Unlocking Context: Why Memory Is Crucial in LangChain and How to Build Custom Memory

LangChain’s stateless LLMs require a memory component to retain conversation context, and this article explains the importance of memory, compares built‑in memory types, and walks through two practical examples—custom buffer memory and basic message history—showing how to implement and use them with code.

BirdNest Tech Talk
BirdNest Tech Talk
BirdNest Tech Talk
Unlocking Context: Why Memory Is Crucial in LangChain and How to Build Custom Memory

Why Memory Matters

Large language models (LLMs) are stateless: each request is processed without knowledge of prior interactions. Single‑turn Q&A tolerates this, but multi‑turn chatbots, agents, or any context‑aware application require persisted state. LangChain’s Memory component solves the problem by storing past exchanges so that subsequent turns can reference earlier user inputs, personalize responses, avoid repeating actions, and reflect on past successes or failures.

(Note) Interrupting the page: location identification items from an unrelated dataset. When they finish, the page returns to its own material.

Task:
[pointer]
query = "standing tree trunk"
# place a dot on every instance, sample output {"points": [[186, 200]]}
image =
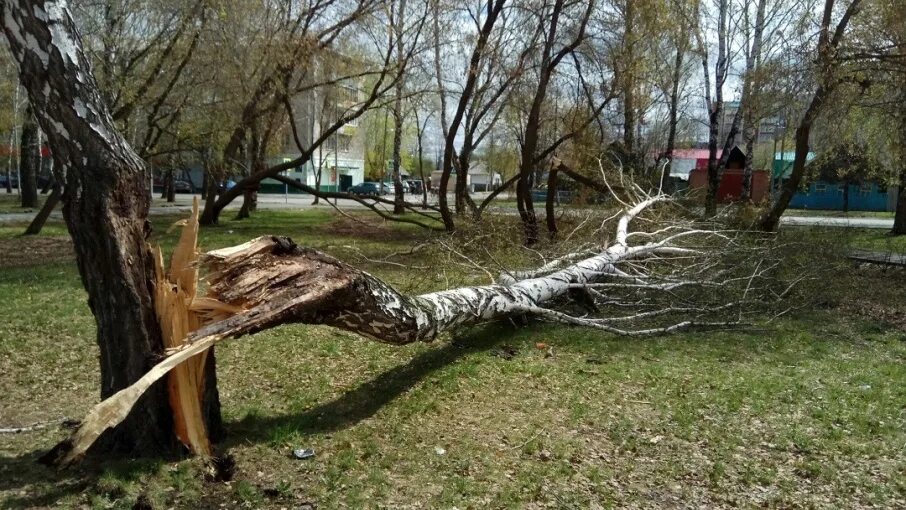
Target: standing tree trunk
{"points": [[29, 162], [552, 199], [629, 61], [105, 206], [398, 198], [749, 93], [674, 111], [716, 113], [899, 220]]}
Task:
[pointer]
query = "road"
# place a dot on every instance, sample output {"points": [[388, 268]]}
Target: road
{"points": [[299, 202], [827, 221]]}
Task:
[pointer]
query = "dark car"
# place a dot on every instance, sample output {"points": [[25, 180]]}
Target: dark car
{"points": [[415, 186], [366, 188]]}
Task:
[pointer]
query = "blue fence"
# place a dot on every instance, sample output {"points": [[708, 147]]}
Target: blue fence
{"points": [[829, 196]]}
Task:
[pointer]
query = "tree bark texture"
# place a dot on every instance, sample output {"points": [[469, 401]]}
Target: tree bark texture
{"points": [[105, 206], [899, 220], [29, 162], [749, 94], [271, 281]]}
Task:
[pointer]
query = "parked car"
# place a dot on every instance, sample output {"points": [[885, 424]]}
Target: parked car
{"points": [[366, 189], [415, 186]]}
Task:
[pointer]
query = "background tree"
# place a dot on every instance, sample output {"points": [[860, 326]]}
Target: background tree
{"points": [[105, 207], [827, 78]]}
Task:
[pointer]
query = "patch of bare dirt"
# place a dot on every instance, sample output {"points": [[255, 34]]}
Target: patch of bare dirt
{"points": [[31, 250]]}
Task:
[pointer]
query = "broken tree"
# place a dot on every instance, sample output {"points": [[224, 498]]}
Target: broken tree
{"points": [[271, 281], [105, 205]]}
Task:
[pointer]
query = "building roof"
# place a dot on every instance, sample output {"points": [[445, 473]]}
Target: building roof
{"points": [[791, 155], [693, 153]]}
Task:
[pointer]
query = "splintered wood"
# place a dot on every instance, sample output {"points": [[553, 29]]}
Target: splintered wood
{"points": [[180, 312]]}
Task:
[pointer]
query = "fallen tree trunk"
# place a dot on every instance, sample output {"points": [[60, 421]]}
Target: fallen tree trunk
{"points": [[271, 281]]}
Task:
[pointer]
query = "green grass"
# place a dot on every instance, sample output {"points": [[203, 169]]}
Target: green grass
{"points": [[12, 203], [802, 411]]}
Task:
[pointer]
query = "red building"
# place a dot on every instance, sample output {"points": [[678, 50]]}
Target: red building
{"points": [[730, 188]]}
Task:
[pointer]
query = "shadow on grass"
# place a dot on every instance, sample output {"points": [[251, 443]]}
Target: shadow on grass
{"points": [[369, 397], [29, 484]]}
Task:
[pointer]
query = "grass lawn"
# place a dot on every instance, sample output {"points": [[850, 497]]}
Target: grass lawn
{"points": [[806, 410], [12, 202]]}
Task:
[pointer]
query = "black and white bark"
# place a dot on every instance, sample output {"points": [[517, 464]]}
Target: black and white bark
{"points": [[271, 281], [750, 97], [105, 206], [29, 161]]}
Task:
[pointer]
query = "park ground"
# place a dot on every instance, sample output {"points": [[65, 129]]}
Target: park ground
{"points": [[801, 410]]}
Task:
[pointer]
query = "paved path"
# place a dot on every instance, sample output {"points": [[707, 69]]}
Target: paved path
{"points": [[828, 221], [299, 202], [879, 257]]}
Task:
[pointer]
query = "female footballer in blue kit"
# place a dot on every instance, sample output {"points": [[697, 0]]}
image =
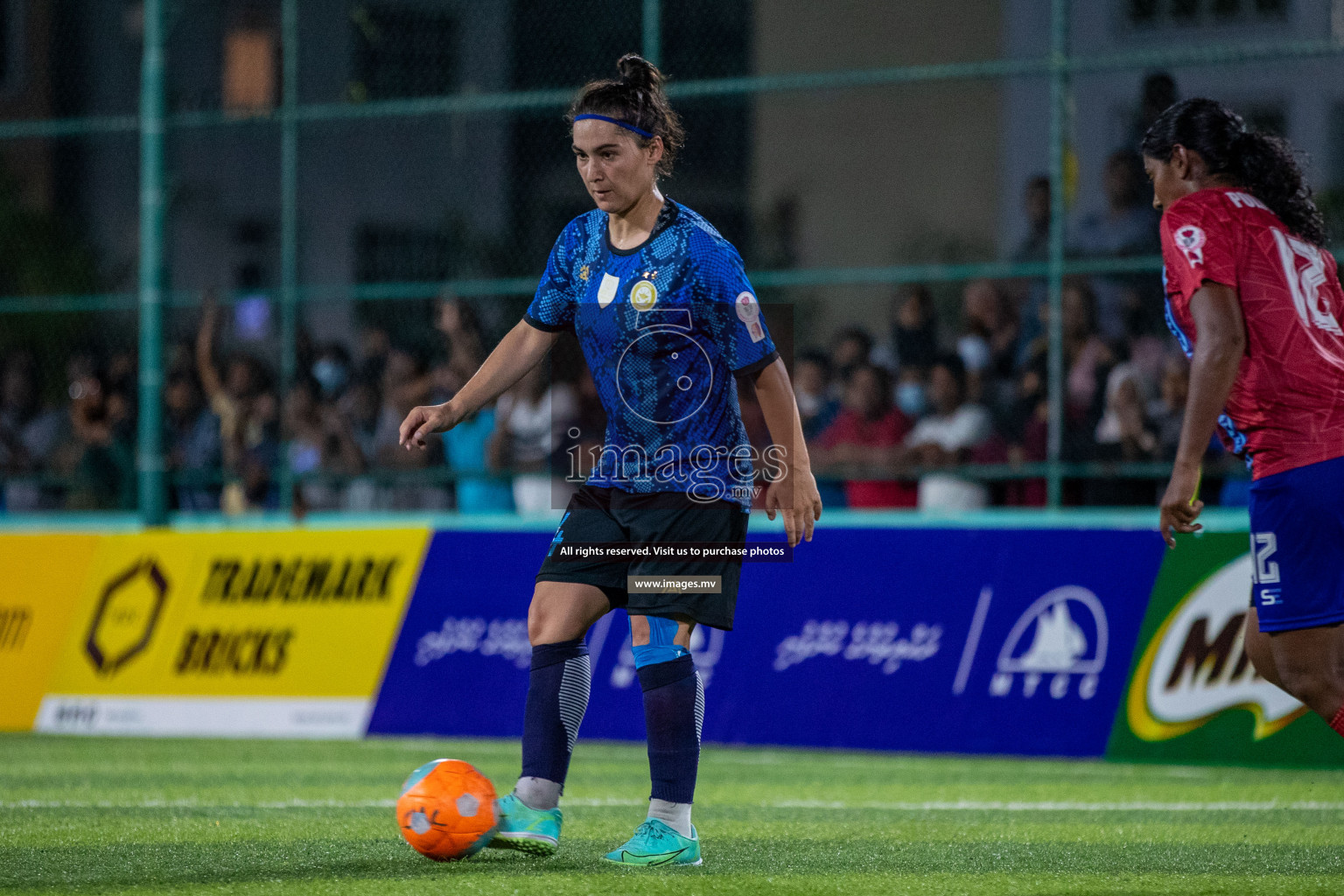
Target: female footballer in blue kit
{"points": [[667, 321]]}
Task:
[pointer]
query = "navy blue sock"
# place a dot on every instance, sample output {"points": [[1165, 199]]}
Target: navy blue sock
{"points": [[674, 710], [556, 696]]}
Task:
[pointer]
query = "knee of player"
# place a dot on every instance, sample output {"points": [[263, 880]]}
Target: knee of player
{"points": [[654, 640]]}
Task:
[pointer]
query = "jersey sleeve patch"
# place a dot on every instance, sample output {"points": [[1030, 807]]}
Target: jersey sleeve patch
{"points": [[1191, 241]]}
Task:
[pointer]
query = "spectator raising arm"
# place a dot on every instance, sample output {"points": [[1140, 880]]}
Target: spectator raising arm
{"points": [[521, 349]]}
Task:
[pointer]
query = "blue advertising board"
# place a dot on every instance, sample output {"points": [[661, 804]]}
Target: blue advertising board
{"points": [[928, 640]]}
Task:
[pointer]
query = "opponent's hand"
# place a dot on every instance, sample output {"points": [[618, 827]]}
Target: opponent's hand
{"points": [[1179, 507], [423, 421], [797, 499]]}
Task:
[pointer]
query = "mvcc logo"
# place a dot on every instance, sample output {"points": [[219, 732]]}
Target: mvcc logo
{"points": [[127, 615]]}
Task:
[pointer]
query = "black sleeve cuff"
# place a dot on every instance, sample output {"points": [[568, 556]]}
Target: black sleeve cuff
{"points": [[549, 328], [752, 369]]}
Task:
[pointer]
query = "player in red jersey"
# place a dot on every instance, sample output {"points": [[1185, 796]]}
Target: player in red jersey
{"points": [[1256, 303]]}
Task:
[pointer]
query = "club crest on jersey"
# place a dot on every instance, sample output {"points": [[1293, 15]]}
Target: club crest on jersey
{"points": [[642, 296], [1190, 240]]}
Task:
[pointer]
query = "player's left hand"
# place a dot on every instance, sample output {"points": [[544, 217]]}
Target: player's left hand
{"points": [[797, 499], [1179, 507]]}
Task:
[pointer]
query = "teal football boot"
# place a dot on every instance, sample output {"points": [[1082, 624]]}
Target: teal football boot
{"points": [[656, 844], [536, 832]]}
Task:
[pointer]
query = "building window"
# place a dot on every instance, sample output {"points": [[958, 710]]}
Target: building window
{"points": [[402, 52], [250, 69], [1203, 12]]}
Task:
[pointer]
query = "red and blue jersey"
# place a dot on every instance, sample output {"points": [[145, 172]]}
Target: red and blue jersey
{"points": [[1286, 407], [666, 328]]}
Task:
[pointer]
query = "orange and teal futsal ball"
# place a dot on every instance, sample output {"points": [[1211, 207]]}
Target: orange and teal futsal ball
{"points": [[446, 810]]}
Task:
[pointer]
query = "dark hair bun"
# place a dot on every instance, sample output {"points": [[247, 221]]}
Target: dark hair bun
{"points": [[634, 98], [639, 72]]}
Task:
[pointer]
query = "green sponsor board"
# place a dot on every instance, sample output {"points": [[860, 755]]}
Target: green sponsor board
{"points": [[1193, 695]]}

How Memory Works in LangChain

Memory implementations manage a chat_history variable that holds a list of HumanMessage and AIMessage objects. When a chain or agent runs, the memory injects chat_history into the prompt, giving the LLM the required context.

Common Memory Types

ChatMessageHistory (Base Message History)

Features : stores raw HumanMessage and AIMessage objects in a list.

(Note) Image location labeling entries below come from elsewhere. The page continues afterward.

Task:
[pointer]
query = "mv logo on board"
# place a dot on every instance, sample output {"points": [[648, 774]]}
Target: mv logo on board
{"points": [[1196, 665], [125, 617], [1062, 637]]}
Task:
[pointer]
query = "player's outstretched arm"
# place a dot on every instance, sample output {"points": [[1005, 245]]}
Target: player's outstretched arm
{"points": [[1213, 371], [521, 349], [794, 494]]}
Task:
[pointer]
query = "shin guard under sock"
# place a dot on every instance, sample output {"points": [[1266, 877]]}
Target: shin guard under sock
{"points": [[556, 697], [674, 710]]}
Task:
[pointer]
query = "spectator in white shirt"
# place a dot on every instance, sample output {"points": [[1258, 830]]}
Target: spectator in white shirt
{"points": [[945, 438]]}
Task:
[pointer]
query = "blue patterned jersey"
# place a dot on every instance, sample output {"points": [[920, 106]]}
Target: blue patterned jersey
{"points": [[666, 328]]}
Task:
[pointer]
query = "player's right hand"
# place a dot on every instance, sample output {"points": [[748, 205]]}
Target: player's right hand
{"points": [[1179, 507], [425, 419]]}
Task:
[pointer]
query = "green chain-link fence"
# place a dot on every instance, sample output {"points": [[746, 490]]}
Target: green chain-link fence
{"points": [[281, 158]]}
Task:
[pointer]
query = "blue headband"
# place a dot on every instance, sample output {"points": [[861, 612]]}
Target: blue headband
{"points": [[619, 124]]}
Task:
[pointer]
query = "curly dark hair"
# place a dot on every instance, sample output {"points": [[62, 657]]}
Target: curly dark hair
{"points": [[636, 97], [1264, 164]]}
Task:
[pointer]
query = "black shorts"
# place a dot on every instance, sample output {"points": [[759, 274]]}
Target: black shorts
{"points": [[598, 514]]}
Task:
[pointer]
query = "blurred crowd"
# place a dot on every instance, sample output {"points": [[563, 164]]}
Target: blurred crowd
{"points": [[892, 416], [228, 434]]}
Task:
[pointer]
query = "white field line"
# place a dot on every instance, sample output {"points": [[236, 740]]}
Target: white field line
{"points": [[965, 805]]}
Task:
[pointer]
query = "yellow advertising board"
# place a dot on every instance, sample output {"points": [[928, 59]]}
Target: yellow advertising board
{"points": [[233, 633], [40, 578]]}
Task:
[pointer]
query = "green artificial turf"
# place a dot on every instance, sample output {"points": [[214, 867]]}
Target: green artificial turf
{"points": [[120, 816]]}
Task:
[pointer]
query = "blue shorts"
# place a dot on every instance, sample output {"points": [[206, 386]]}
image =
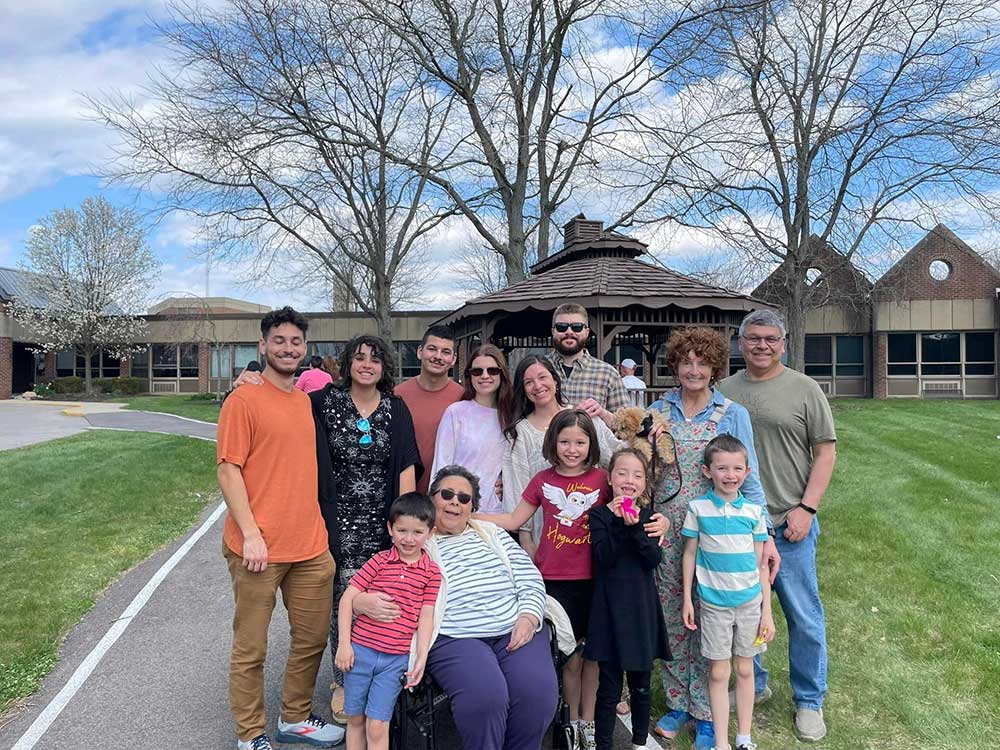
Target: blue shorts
{"points": [[374, 682]]}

Pros : flexible, direct, easy to understand.

Cons : no built‑in length management or summarization; user must handle those concerns.

ConversationBufferMemory (Buffer Memory) – legacy/recommended

Features : keeps the entire raw conversation in a buffer.

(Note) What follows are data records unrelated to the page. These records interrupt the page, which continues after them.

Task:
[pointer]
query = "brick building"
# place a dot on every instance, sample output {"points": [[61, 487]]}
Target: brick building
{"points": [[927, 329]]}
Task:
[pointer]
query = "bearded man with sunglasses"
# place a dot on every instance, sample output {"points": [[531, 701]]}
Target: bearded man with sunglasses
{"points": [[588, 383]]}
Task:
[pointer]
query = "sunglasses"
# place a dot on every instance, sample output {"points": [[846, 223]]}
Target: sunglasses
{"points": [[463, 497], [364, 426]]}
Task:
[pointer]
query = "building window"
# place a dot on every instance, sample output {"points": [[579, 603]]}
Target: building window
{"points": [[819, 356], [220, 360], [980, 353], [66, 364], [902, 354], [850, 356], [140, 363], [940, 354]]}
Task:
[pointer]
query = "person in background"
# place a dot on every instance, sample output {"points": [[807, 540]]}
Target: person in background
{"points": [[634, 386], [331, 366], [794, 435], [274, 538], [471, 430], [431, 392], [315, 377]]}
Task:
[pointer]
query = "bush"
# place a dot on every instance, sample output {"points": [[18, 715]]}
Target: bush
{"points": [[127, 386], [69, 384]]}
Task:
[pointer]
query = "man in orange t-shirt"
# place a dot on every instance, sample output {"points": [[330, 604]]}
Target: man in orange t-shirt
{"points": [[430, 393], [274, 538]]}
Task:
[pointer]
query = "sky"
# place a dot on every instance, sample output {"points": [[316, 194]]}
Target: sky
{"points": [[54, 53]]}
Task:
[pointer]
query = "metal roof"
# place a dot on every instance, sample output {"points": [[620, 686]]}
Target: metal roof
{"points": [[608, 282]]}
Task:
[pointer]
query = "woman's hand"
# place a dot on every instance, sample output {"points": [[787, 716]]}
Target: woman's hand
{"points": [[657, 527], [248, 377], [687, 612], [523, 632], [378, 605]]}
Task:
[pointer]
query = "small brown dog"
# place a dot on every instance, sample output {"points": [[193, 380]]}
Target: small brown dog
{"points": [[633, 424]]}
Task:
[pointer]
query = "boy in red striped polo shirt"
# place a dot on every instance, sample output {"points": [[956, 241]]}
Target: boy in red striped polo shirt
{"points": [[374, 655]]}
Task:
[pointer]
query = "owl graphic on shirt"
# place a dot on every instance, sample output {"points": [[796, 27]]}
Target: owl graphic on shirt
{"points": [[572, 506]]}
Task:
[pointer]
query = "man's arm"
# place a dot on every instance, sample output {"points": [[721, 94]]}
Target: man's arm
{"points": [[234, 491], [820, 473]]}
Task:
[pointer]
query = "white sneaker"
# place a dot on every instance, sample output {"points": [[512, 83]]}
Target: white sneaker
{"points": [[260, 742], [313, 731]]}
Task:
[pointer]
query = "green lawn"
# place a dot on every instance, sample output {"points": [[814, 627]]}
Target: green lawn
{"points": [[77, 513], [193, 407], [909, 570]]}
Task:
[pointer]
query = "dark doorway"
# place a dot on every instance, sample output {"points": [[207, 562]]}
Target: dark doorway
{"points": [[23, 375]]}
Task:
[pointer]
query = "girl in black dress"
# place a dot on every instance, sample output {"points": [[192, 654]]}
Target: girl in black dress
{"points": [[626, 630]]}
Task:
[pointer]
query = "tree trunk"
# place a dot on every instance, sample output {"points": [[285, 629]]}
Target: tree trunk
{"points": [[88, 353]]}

Pros : simple, retains all details.

Cons : history can grow beyond the LLM’s context window, increasing token cost.

ConversationBufferWindowMemory (Sliding‑Window Memory) – legacy/recommended

Features : retains only the most recent k turns; older turns are dropped.

Pros : controls context length, avoids exceeding limits.

Cons : loses older context.

ConversationSummaryMemory (Summary Memory)

Features : uses an LLM to generate a running summary instead of storing raw messages.

Pros : dramatically reduces context length for very long dialogs.

Cons : consumes LLM tokens for summarization and may omit fine details.

ConversationSummaryBufferMemory (Summary‑Buffer Hybrid)

Features : combines a sliding window of raw messages ( k recent turns) with a summary of earlier turns.

Pros : balances detail retention and length control.

ConversationKGMemory (Knowledge‑Graph Memory)

Features : extracts entities and relations from the dialog via an LLM, builds a knowledge graph, and queries it for context.

Pros : remembers factual information even in long conversations.

Cons : higher complexity, extra LLM calls for graph construction and querying.

VectorStoreRetrieverMemory (Vector‑Store Retrieval Memory)

Features : embeds each turn and stores embeddings in a vector store; retrieves the most relevant past turns based on the current input.

Pros : suitable for very long dialogs, returns the most pertinent history.

Cons : requires an embedding model and a vector database.

Example 1: Custom Buffer Memory ( example_1_buffer_memory.py )

This example builds a bespoke buffer memory called SimpleBufferMemory on top of ChatMessageHistory, reproducing the core behavior of ConversationBufferMemory.

Core Concepts

SimpleBufferMemory class : wraps a ChatMessageHistory instance to store each session’s messages.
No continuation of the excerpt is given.